Sex also encourages resful sleep by releasing hormones like prolactin. Good, regenerative sleep is important for your health in a number of ways.

Finally, sex can actually burn calories and help you lose weight or keep it off. Researchers have found that most men burn around 100 calories in a 25-minute sex session, which can add up, especially if you’re having sex frequently. A healthy body weight and body-fat percentage make a huge difference in your health and life expectancy.

How Sex Benefits Men’s Mental Health

It’s not just your body, though. Sex is also great for your mind.

This is primarily because sex, especially orgasm, releases a number of chemicals and hormones in the brain like dopamine and oxytocin. These cause feelings of pleasure and also relieve stress and may regulate your mood providing defense against depression and anxiety.

In fact, research has even discovered that these chemical effects carry over into other parts of life. For example, men who regularly have sex with their partners tend to be happier with their jobs and more productive.

How Sex Benefits Relationships

The most notable benefits of regular sex may be in your relationship. Sex is a manifestation of extreme intimacy and makes you feel more connected with your partner and less alone, something essential for human well-being.

Specifically, scientists have found that the positive emotions caused by sex last for some two days afterwards and can help strengthen the bond between you and your partner during this time. In fact, having sex at least once a week is associated with a lower divorce rate.

In the end, sex is an expression of love, and men wanting to have more sex with their partners shouldn’t be a joke and it certainly shouldn’t be stigmatized. It can actually make the relationship stronger, and it’s no surprise that a dead bedroom is often a prelude to a failed relationship.

How We Should Really Think About Men’s Libidos

We should be celebrating the male sex drive, not demonizing it. For starters, men often want frequent sex with their partners in order to connect more intimately with them, so it hardly seems to be a bad thing if they want to have more sex. When we criticize men for being sex hungry, we don’t just hurt their emotional health but their relationships and partner’s health too.
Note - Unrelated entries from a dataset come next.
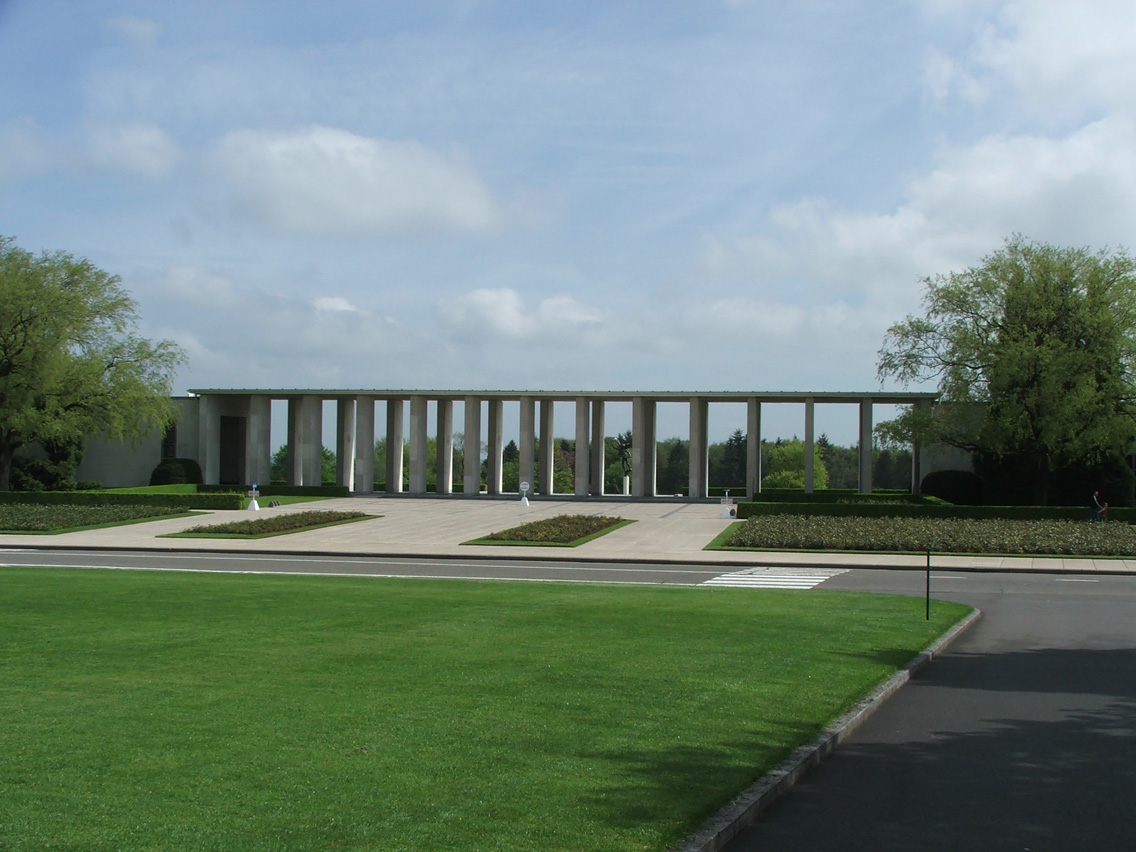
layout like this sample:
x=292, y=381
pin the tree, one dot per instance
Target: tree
x=842, y=464
x=1033, y=350
x=71, y=361
x=786, y=466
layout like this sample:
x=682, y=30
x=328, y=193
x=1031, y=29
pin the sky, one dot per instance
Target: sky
x=700, y=195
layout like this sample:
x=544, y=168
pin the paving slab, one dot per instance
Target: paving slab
x=662, y=532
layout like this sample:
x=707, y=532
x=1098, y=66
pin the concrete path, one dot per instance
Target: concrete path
x=665, y=532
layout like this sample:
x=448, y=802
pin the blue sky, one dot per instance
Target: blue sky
x=609, y=195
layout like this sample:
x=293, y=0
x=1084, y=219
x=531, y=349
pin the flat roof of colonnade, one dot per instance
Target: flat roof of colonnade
x=883, y=398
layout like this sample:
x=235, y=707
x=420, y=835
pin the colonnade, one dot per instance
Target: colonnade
x=234, y=436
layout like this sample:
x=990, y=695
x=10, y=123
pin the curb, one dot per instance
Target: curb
x=743, y=810
x=835, y=561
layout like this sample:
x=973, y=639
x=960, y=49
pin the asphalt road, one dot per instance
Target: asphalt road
x=1020, y=737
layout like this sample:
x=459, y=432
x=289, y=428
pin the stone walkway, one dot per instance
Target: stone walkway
x=665, y=532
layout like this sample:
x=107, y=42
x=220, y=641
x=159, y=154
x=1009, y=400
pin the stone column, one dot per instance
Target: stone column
x=919, y=454
x=700, y=449
x=544, y=464
x=527, y=440
x=599, y=448
x=583, y=459
x=444, y=464
x=294, y=457
x=752, y=448
x=495, y=449
x=809, y=467
x=643, y=447
x=395, y=410
x=365, y=445
x=209, y=439
x=472, y=470
x=258, y=454
x=344, y=442
x=866, y=445
x=418, y=440
x=311, y=416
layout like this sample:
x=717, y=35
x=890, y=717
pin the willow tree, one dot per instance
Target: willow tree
x=1033, y=351
x=72, y=364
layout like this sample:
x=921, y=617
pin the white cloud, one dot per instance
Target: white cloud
x=24, y=149
x=269, y=340
x=1065, y=55
x=1079, y=190
x=333, y=303
x=322, y=181
x=142, y=33
x=136, y=148
x=502, y=316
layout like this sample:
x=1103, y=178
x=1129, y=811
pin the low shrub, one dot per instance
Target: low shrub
x=110, y=498
x=962, y=487
x=46, y=518
x=291, y=523
x=176, y=472
x=560, y=529
x=1067, y=537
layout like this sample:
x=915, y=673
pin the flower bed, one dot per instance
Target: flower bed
x=564, y=529
x=276, y=525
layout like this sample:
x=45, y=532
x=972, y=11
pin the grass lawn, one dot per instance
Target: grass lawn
x=186, y=711
x=47, y=519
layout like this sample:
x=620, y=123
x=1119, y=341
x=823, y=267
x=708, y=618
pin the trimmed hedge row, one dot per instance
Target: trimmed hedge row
x=276, y=490
x=109, y=498
x=930, y=509
x=941, y=535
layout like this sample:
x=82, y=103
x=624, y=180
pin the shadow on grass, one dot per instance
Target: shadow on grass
x=682, y=786
x=1021, y=750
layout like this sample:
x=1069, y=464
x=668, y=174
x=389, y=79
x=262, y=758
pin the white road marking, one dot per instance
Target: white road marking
x=771, y=578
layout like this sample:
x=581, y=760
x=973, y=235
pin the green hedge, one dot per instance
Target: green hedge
x=276, y=490
x=109, y=498
x=932, y=509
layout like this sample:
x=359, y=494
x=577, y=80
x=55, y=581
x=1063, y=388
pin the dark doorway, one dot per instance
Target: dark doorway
x=232, y=450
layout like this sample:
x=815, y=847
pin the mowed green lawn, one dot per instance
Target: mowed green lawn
x=190, y=711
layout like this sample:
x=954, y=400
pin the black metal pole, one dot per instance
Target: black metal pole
x=928, y=585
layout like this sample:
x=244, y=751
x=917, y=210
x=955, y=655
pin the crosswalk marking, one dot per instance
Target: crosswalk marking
x=774, y=578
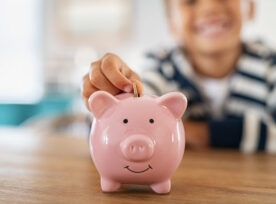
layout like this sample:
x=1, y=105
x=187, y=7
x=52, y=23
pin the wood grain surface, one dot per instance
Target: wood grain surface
x=58, y=169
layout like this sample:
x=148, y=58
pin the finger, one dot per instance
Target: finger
x=87, y=88
x=98, y=80
x=134, y=78
x=116, y=72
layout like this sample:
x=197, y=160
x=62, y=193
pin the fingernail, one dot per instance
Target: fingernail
x=127, y=88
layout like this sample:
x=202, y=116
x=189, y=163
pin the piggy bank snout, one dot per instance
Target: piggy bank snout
x=137, y=148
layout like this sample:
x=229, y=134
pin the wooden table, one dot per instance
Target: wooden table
x=52, y=169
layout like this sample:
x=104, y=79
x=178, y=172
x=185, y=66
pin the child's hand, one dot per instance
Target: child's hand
x=110, y=74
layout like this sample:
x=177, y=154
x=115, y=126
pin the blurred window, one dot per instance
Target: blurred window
x=21, y=51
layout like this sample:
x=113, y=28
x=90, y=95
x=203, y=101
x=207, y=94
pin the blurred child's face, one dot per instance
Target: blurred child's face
x=206, y=26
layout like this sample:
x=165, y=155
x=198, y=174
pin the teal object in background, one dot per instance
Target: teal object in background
x=54, y=103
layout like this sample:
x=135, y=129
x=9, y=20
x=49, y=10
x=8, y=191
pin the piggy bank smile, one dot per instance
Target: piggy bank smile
x=138, y=172
x=137, y=140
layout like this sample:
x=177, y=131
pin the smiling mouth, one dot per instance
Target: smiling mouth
x=138, y=172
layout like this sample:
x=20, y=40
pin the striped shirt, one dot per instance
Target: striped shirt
x=249, y=110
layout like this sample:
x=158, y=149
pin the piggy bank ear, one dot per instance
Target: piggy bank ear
x=101, y=101
x=175, y=102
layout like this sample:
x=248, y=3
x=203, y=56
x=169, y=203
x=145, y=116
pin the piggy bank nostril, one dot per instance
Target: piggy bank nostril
x=137, y=148
x=132, y=148
x=141, y=148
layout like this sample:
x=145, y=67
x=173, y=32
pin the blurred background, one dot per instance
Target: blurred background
x=46, y=46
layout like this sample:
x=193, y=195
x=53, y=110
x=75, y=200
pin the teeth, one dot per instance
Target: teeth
x=211, y=29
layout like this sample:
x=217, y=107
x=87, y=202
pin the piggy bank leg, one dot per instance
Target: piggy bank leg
x=109, y=185
x=162, y=188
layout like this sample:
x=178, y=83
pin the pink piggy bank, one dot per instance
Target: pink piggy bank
x=137, y=140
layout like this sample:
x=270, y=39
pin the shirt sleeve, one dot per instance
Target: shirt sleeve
x=254, y=131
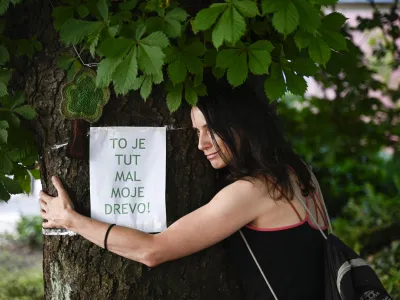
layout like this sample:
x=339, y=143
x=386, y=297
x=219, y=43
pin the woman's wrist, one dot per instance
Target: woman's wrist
x=69, y=219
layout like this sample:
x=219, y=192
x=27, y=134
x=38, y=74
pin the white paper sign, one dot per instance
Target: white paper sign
x=127, y=176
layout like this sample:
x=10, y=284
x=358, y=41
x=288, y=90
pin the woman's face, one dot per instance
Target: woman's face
x=206, y=143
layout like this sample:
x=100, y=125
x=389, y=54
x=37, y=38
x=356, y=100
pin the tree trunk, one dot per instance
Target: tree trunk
x=74, y=268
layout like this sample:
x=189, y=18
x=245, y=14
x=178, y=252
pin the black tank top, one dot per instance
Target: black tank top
x=291, y=258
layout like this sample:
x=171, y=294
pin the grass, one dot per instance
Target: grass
x=21, y=271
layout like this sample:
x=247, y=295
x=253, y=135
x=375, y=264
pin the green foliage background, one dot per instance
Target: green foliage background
x=135, y=45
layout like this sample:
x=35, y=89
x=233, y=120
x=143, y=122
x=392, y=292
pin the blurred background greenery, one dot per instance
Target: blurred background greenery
x=21, y=261
x=350, y=134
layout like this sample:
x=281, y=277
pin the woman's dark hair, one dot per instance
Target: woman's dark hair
x=249, y=125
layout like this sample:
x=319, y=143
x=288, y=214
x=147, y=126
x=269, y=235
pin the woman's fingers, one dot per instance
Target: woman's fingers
x=43, y=205
x=49, y=224
x=43, y=214
x=46, y=198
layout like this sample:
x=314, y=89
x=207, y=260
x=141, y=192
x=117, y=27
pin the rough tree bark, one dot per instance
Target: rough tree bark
x=75, y=268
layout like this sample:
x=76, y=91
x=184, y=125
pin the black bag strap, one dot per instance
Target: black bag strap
x=299, y=197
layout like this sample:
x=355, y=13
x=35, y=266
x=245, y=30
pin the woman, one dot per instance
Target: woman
x=239, y=131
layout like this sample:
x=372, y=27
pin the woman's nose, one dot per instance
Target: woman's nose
x=204, y=142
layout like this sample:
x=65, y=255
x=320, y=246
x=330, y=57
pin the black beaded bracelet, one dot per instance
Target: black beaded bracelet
x=105, y=238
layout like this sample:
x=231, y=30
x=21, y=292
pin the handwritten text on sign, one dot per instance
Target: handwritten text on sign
x=127, y=176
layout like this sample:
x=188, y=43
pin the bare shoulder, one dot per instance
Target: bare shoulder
x=247, y=188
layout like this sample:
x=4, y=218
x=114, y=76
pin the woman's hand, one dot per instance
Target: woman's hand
x=56, y=210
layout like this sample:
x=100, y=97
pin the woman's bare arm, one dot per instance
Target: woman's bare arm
x=232, y=208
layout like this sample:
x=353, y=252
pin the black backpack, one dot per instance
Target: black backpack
x=347, y=275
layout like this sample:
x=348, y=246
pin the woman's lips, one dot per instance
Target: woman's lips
x=212, y=156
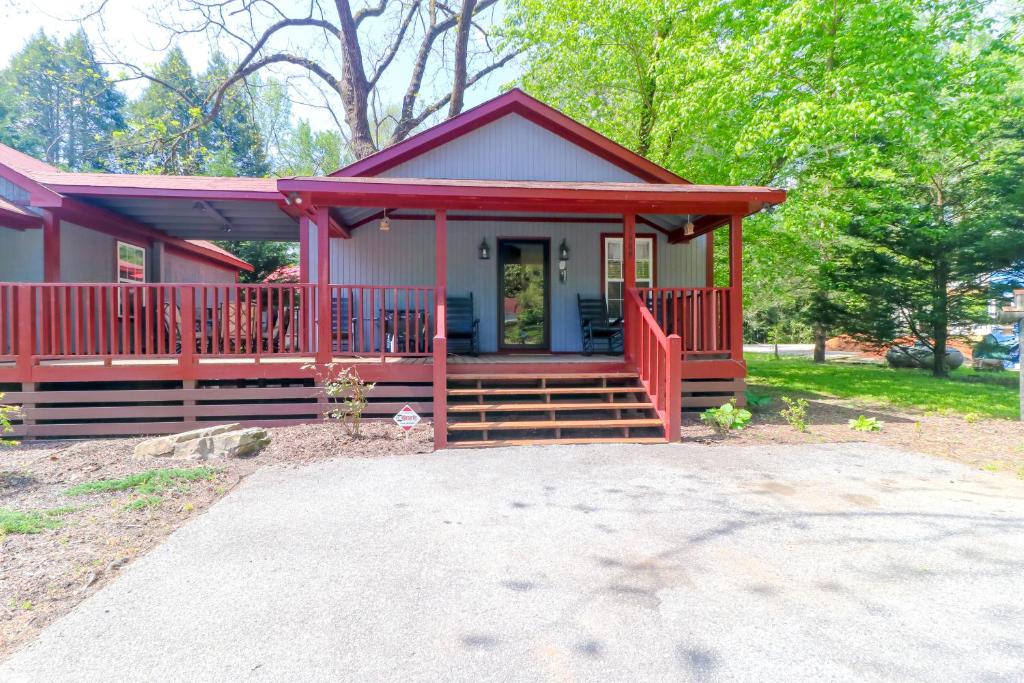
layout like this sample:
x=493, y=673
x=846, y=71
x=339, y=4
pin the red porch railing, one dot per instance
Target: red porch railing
x=658, y=361
x=54, y=322
x=701, y=316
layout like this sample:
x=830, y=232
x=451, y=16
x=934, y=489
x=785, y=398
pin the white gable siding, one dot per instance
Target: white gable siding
x=511, y=148
x=404, y=255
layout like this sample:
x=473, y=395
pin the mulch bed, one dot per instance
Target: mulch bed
x=990, y=444
x=43, y=575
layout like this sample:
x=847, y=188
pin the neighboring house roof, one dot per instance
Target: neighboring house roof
x=513, y=101
x=30, y=170
x=11, y=215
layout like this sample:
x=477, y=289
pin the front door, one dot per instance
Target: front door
x=523, y=294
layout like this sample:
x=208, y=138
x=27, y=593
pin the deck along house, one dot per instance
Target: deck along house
x=459, y=269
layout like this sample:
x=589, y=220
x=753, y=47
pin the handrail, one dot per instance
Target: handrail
x=699, y=314
x=440, y=370
x=658, y=363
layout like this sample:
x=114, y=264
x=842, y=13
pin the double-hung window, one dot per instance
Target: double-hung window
x=614, y=290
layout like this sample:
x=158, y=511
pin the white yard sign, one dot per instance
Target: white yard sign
x=407, y=418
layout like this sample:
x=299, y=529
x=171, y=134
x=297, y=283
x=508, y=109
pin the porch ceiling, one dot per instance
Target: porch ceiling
x=207, y=219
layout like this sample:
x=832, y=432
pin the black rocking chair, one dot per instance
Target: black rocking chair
x=597, y=329
x=463, y=328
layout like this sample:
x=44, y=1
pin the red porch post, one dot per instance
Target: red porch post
x=324, y=352
x=710, y=259
x=736, y=287
x=304, y=273
x=629, y=276
x=440, y=334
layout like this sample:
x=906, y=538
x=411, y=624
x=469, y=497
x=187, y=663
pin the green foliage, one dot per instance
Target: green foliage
x=855, y=107
x=795, y=413
x=265, y=257
x=58, y=103
x=345, y=391
x=862, y=424
x=148, y=483
x=6, y=412
x=758, y=402
x=726, y=417
x=12, y=521
x=966, y=390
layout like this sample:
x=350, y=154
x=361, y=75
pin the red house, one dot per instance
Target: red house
x=409, y=260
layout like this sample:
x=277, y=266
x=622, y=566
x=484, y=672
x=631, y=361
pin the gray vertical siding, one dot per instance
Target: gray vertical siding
x=87, y=256
x=511, y=148
x=22, y=256
x=406, y=256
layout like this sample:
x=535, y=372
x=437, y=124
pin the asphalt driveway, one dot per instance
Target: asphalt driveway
x=605, y=563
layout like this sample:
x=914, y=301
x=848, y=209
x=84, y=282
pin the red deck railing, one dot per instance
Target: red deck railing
x=385, y=321
x=658, y=361
x=701, y=316
x=57, y=322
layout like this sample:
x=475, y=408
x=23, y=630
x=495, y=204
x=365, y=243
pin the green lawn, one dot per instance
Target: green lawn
x=986, y=394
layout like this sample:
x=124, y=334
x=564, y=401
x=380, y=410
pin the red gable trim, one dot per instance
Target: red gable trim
x=513, y=101
x=14, y=216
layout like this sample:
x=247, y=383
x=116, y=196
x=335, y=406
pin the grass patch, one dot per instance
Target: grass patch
x=148, y=485
x=966, y=392
x=12, y=521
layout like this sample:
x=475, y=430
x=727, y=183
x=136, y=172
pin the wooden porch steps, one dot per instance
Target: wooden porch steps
x=538, y=408
x=495, y=443
x=553, y=406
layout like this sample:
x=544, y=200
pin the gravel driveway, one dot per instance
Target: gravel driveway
x=609, y=563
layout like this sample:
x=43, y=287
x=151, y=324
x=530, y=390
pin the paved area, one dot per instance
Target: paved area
x=674, y=563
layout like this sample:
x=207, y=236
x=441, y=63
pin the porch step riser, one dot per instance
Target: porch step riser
x=489, y=410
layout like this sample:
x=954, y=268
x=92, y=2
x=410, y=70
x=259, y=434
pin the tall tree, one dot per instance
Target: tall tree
x=233, y=136
x=167, y=108
x=797, y=93
x=428, y=40
x=59, y=103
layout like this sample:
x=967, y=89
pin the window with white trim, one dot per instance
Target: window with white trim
x=613, y=284
x=131, y=263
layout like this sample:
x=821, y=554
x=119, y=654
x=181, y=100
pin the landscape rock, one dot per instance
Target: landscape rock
x=237, y=443
x=164, y=446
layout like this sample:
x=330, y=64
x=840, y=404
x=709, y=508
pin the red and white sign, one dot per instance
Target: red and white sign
x=407, y=418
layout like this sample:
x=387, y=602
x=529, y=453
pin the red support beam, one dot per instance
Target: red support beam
x=736, y=286
x=324, y=351
x=440, y=335
x=304, y=272
x=51, y=247
x=629, y=271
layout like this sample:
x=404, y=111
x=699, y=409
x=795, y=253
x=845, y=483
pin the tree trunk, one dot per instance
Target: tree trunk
x=940, y=322
x=820, y=337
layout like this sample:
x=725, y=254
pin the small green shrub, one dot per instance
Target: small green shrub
x=758, y=403
x=862, y=424
x=6, y=412
x=345, y=391
x=795, y=413
x=726, y=418
x=150, y=485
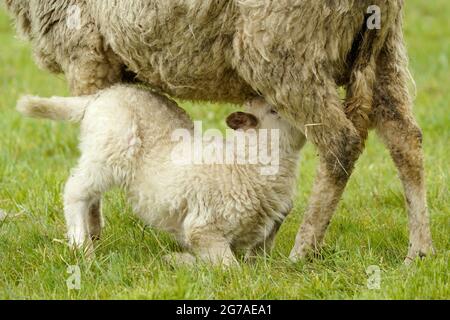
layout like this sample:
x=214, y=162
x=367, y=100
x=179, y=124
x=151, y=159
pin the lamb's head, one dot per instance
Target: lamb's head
x=20, y=10
x=259, y=114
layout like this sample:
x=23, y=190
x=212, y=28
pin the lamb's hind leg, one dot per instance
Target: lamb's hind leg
x=82, y=195
x=397, y=127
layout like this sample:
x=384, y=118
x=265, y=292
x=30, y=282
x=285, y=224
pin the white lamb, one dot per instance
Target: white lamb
x=213, y=210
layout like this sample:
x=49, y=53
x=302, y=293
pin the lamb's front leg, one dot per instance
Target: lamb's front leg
x=208, y=246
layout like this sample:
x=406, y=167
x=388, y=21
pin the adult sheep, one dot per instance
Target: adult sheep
x=294, y=53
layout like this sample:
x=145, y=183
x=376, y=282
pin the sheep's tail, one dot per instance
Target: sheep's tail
x=55, y=108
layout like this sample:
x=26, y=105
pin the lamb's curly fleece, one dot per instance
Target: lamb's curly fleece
x=126, y=140
x=295, y=53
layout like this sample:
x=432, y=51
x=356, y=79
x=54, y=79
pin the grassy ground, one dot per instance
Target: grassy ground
x=370, y=227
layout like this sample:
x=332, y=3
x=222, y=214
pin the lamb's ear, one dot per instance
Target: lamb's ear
x=242, y=121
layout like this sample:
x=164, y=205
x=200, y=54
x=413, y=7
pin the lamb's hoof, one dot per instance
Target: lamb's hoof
x=417, y=254
x=183, y=259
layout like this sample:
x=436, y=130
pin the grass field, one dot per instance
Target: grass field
x=370, y=227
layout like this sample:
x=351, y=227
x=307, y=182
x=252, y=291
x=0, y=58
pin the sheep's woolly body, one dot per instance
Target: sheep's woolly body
x=127, y=140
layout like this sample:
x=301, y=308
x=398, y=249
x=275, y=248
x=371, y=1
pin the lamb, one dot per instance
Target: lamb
x=294, y=53
x=127, y=139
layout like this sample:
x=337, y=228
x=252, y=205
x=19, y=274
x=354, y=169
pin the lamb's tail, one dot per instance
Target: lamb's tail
x=56, y=108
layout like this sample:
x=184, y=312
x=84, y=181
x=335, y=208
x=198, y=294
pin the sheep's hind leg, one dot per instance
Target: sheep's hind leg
x=398, y=129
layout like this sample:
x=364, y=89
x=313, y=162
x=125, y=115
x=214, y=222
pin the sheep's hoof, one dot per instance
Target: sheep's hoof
x=183, y=259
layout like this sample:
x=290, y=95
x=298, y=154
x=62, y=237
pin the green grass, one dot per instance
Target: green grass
x=370, y=227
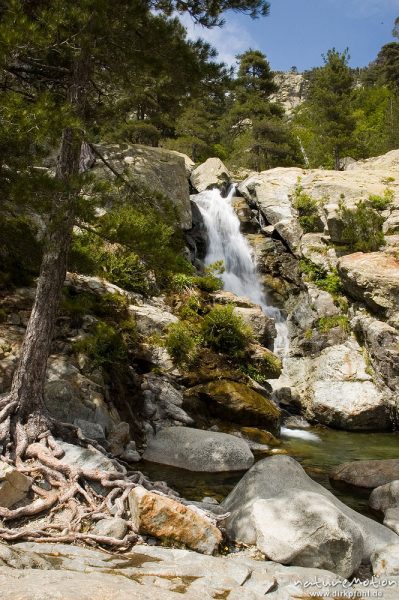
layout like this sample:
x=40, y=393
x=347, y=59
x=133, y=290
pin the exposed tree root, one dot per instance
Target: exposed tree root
x=64, y=504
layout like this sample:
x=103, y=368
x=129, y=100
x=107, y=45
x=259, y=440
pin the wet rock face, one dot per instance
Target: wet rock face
x=237, y=403
x=169, y=520
x=382, y=343
x=198, y=450
x=210, y=174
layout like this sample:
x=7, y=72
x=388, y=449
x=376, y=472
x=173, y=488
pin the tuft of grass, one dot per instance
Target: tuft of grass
x=325, y=324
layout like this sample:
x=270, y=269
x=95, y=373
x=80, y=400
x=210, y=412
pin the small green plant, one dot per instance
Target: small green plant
x=324, y=324
x=307, y=208
x=381, y=202
x=254, y=373
x=105, y=347
x=387, y=180
x=329, y=281
x=208, y=282
x=362, y=229
x=226, y=332
x=181, y=343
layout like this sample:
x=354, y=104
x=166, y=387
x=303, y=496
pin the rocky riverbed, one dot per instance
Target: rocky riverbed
x=277, y=532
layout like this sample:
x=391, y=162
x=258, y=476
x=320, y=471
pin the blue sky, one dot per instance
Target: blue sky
x=298, y=32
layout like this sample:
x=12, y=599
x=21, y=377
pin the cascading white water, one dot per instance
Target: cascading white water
x=226, y=243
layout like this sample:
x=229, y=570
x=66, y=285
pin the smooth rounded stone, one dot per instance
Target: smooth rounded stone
x=305, y=529
x=367, y=474
x=115, y=528
x=391, y=518
x=14, y=485
x=167, y=519
x=87, y=458
x=385, y=496
x=151, y=319
x=198, y=450
x=385, y=561
x=277, y=476
x=344, y=393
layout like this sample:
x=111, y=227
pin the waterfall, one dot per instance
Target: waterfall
x=226, y=243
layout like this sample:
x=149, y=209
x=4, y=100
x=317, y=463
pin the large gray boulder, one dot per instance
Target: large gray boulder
x=373, y=279
x=162, y=403
x=157, y=169
x=210, y=174
x=197, y=450
x=151, y=319
x=280, y=476
x=306, y=529
x=385, y=496
x=385, y=561
x=337, y=389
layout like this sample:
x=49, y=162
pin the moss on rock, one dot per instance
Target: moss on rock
x=236, y=402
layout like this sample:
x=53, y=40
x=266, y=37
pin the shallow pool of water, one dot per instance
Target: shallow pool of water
x=334, y=447
x=321, y=451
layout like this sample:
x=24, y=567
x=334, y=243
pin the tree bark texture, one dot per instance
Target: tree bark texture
x=29, y=378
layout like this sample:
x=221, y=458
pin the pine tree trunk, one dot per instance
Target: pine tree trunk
x=337, y=159
x=28, y=383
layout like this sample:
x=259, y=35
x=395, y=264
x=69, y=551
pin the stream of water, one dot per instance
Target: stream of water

Plus, even if men purely wanted the physical release of sex, what’s wrong with that? It’s a biological need, an instinctual imperative, and a man has every right to pursue it the same as food, shelter, warmth and security.

If you’re a man, you should not feel ashamed if you feel like your sexual needs aren’t being met in your relationship. It’s important for your mental and physical health, and it’s important to maintaining your relationship itself. You should at least be able to communicate your dissatisfaction with your partner, and if they can’t address the issue without acting like your sexual needs are trivial or immoral, that’s a serious problem.

And if you’re a woman, you should know that most of these benefits apply to you too. Society shames women for their sexual desires in many of the same ways it does men—and many different ways—so it’s worth doing some introspection to discover your personal sexual preferences. The most important thing is that both you and your partner communicate your needs and try to find ways to strengthen your relationship together.